Part 1: The Cytochrome-c tree, anomalies, and why anomalies exist
(Disclaimer: I’m not in the field of bioinformatics.)
Cytochrome-C is a protein involved in turning food and oxygen into energy. It’s found in Eukaryotes – which means all multicellular life (plants and animals) and some single-celled life (fungus and yeast). The fact that it’s so ubiquitous gives us the opportunity to compare evolution over wide sections of life on earth. After compiling the protein sequences of nearly 100 species, I ran some genetic analysis on it. Here’s how the results look:

The basic pattern of descent is shown pretty clearly with this data. Animals you’d expect to be related are clustered into groups. For example, primates are a subset of mammals, and apes (including humans) are a subset of primates. Humans, Chimpanzees, Gorillas, and Orangutans all have an identical protein sequence of cytochrome-c (and the DNA sequence varies slightly among them). Birds are a branch out of the reptiles group. Whales are clearly part of the mammal group – not the fish group.
It also shows how ridiculous it is when creationists make statements like:
“There is not evidence yet to claim how the Earth was created and no evidence to connect the family of apes with the family of man.” – Utah state Superintendent of Public Instruction Patti Harrington (Source)
However, there are a few anomalies in the series. They are:
– Frog appears inside the “Fish” group. It also doesn’t appear next to bullfrog.
– Horsfield’s Tarsier appears with rat, mouse, and guinea pig. Tarsiers are related to monkeys (it should actually appear roughly where kangaroo does).
– The kangaroo (a marsupial) appears inside the placental-mammal group.
– Honey-bee appears outside the ‘insect’ group and near starfish, earthworm, and snail.
– Bat appears near seal and dog.
– Why don’t mammals appear as a subset of reptiles (since mammalian ancestors were reptiles)?
– Why don’t reptiles/amphibilians appear as a subset of fish (since terrestrial vertebrates evolved from fish)?
First of all, genetic studies of individual genes have certain limitations. While the general pattern of decent can often be shown from a single gene, the details can be confused due to inherent problems of small datasets. Creationists sometimes use genetic studies on a single gene as if it’s perfect truth, and if anything varies from accepted evolutionary theory, they’ll argue that those problems are evidence that evolutionary theory disagrees with the facts.
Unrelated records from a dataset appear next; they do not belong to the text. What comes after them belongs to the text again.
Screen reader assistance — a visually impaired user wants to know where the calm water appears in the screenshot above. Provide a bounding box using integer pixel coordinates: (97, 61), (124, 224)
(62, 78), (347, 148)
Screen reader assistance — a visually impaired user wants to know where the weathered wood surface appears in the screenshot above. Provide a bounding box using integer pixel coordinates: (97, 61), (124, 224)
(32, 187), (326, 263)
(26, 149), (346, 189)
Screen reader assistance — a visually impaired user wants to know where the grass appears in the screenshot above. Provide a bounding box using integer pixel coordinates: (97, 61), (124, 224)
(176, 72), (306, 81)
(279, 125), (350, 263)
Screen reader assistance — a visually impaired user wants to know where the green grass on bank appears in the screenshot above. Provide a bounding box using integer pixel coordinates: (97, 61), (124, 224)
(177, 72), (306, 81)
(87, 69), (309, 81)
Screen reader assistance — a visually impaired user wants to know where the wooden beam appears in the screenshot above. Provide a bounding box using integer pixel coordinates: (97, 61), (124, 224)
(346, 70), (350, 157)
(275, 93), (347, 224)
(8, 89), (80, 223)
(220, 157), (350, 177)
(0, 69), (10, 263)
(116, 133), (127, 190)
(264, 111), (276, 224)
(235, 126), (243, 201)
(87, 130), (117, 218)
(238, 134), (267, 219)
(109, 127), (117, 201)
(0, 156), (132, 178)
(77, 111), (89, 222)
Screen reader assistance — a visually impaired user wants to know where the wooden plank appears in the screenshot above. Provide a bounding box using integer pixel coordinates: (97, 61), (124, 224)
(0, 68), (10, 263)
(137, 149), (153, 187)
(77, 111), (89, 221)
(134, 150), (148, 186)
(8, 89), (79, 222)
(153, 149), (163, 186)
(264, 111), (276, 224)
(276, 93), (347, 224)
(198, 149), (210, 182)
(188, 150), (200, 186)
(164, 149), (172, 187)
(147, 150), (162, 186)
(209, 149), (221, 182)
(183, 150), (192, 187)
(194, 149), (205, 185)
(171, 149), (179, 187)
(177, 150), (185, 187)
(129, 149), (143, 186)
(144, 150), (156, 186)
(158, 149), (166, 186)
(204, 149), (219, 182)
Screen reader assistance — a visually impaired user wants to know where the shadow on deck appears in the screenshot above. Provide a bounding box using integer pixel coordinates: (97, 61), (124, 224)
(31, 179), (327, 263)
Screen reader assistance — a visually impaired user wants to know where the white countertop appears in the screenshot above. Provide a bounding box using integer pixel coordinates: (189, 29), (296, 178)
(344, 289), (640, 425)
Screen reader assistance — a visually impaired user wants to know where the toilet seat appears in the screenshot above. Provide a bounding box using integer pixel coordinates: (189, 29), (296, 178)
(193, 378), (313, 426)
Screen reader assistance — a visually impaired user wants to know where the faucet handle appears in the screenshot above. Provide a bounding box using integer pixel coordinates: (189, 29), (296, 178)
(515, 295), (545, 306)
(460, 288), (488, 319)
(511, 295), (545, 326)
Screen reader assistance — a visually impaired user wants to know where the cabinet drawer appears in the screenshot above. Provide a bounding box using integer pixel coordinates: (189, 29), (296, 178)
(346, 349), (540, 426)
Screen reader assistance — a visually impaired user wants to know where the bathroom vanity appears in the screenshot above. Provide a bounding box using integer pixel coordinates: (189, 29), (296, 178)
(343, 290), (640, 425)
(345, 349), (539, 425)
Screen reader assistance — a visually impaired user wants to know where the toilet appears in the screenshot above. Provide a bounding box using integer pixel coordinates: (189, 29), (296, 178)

The problem is this: genetic studies on individual genes is a little bit like a public poll. Even if you perfectly randomize the people answering your poll, it’s still susceptible to inaccuracies. For example, if you randomly call phone numbers, you might discover that 9 out of 10 respondents support a particular candidate, even when the reality is that it’s a 50-50 split among the public. Studies of single genes have the same problem, and, in both cases, this is a problem that is more likely to occur with a small dataset.
How do these problems arise with genetic data? It has to do with mathematics of mutation, and limited information.
When genetic data is analyzed, we look at a sequence, compare differences, and create a tree which describes the relationship pattern. So, for example, if we have four species with the following protein sequence:
Species1: DAAAAA
Species2: AAAAEA
Species3: ACAAEA
Species4: ACAAEA
We could construct a few different trees to describe the situation. If we assume “AAAAAA” is the ancestral sequence, then the tree looks like this:

We would then infer that this pattern represents the splitting of species and mutations over time. In this case, Species2, Species3, and Species 4 probably inherited the E mutation while they were all one species. Species3 and Species4 acquired the C mutation while they were one species. However, it’s possible that all of these mutations happened independently, like this:

Statistically, it’s unlikely situation #2 would happen. It requires that Species4 happens to get exactly two mutations, and those two mutations exactly match the mutations in other species. However, it’s not statistically impossible. And since it’s not impossible, it will happen with a frequency equal to its likelihood. It’s also possible that a mixture of the two situations occurs.
So: when two species have the same mutation, it might be that they gained it through common ancestry, or they might simply be coincidence. When dealing with large numbers of mutations, you can quickly sort-out which is which, but with fewer numbers of mutations, the correct interpretation is less certain.
These are some situations which can make the ancestry ambiguous, and lead to erroneous phylogenetic trees:
First, let’s pretend we have a 100 amino-acid sequence. Let’s also say that each location can contain two different possibilities (the other 18 amino acids disrupt the protein’s function, killing the organism).
(1) The more species there are, the more likely two of them will have an identical mutation by coincidence. If we have two species, and each of them have an independent mutation, then the odds that they will be the same mutation is 1 in 100. However, if we expand our example to contain 15 species, each with one independent mutation, the odds that two species’ mutation will match becomes extremely high. In fact, on average, there will be one matching mutation. (The fifteenth species has a 14% chance of ‘hitting’ an existing mutation because there are already fourteen separate mutations in the group.) The situation gets worse and worse the more species that are added to the group. That common mutation might be interpreted as “a common mutation acquired through common ancestry”, but that’s an incorrect conclusion.
(2) The more independent mutations a species has, the more likely it is that one will overlap an existing mutation in another species. Imagine that our two species have each acquired 20 independent mutations. What are the odds that one of the mutations in Species1 will match a mutation in Species2? Statistically, we can expect that around 4 mutations will match ( 0.20 * 0.20 * 100 locations = 4 ). Again, the situation becomes more likely with more mutations. None of those mutations were actually acquired through common descent, but it will be interpreted as commonly acquired mutations.
(3) Back mutations also make the situation ambiguous. Let’s say we begin with four species with this sequence of mutations. Species 4 has a back mutation (changing “E” back to “A”).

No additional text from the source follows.